Z drugiej stronyPutin prawie nie wykazywał żadnych oznak poważnego zainteresowania umową zawierającą nie tylko pełną kontrolę nad Ukrainą. Komentarze Trumpa we wtorek były nie tylko twarde naprzeciwko Putina; Wydaje się, że odzwierciedlają głębszą frustrację, którą jego rosyjski odpowiednik mógłby go zatrzymać. Być może Trump faktycznie wierzył w swoje umiejętności negocjacyjne i czuje, że Putin utrzymywał go głupcem.

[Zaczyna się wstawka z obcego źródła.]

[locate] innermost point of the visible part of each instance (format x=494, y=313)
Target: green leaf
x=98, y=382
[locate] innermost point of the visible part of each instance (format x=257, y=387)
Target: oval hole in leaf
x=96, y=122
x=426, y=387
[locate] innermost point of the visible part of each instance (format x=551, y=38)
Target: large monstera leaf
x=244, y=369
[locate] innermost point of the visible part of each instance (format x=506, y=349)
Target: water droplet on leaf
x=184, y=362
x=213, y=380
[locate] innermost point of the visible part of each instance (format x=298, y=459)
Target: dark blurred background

Rzeczniczka Ministerstwa Spraw Zagranicznych, Tammy Bruce, została we wtorek poproszona, jak pogodzić komentarze Trumpa z lutego z jego ostatnimi oświadczeniami, i wskazała, że Trump faktycznie reagował na nowe warunki. „Jest osobą otwartą, ale nie naiwną” - powiedział Bruce. „Ma zasady i jest jasny w tym, co chce osiągnąć. Widzimy to”.
Można zrozumieć, że Trump dochodzi do tej wiedzy - choć późno - po wydarzeniach z ostatniego tygodnia. Krótko po wezwaniu do Putina Rosja przeprowadził swój największy atak dronów na Ukrainę. I nikt nie powinien nie doceniać w tym roli dumy i czynników domowych. Trump dał Putina więcej zaufania niż prawie każdy inny zachodni przewodnik. Odmówił wydania moralnych osądów na temat władcy, którego taktyka i konsolidacja władzy najwyraźniej podziwiają.
Ale trafienie na stronę w konflikcie Ukrainy to nie tylko moralna decyzja; Chodzi również o Realpolitik. Być może ta ważna uwaga obliczeniowa dla Trumpa również się zmieni.
Tylko czas pokaże, w którym kierunku rozwijają się rzeczy.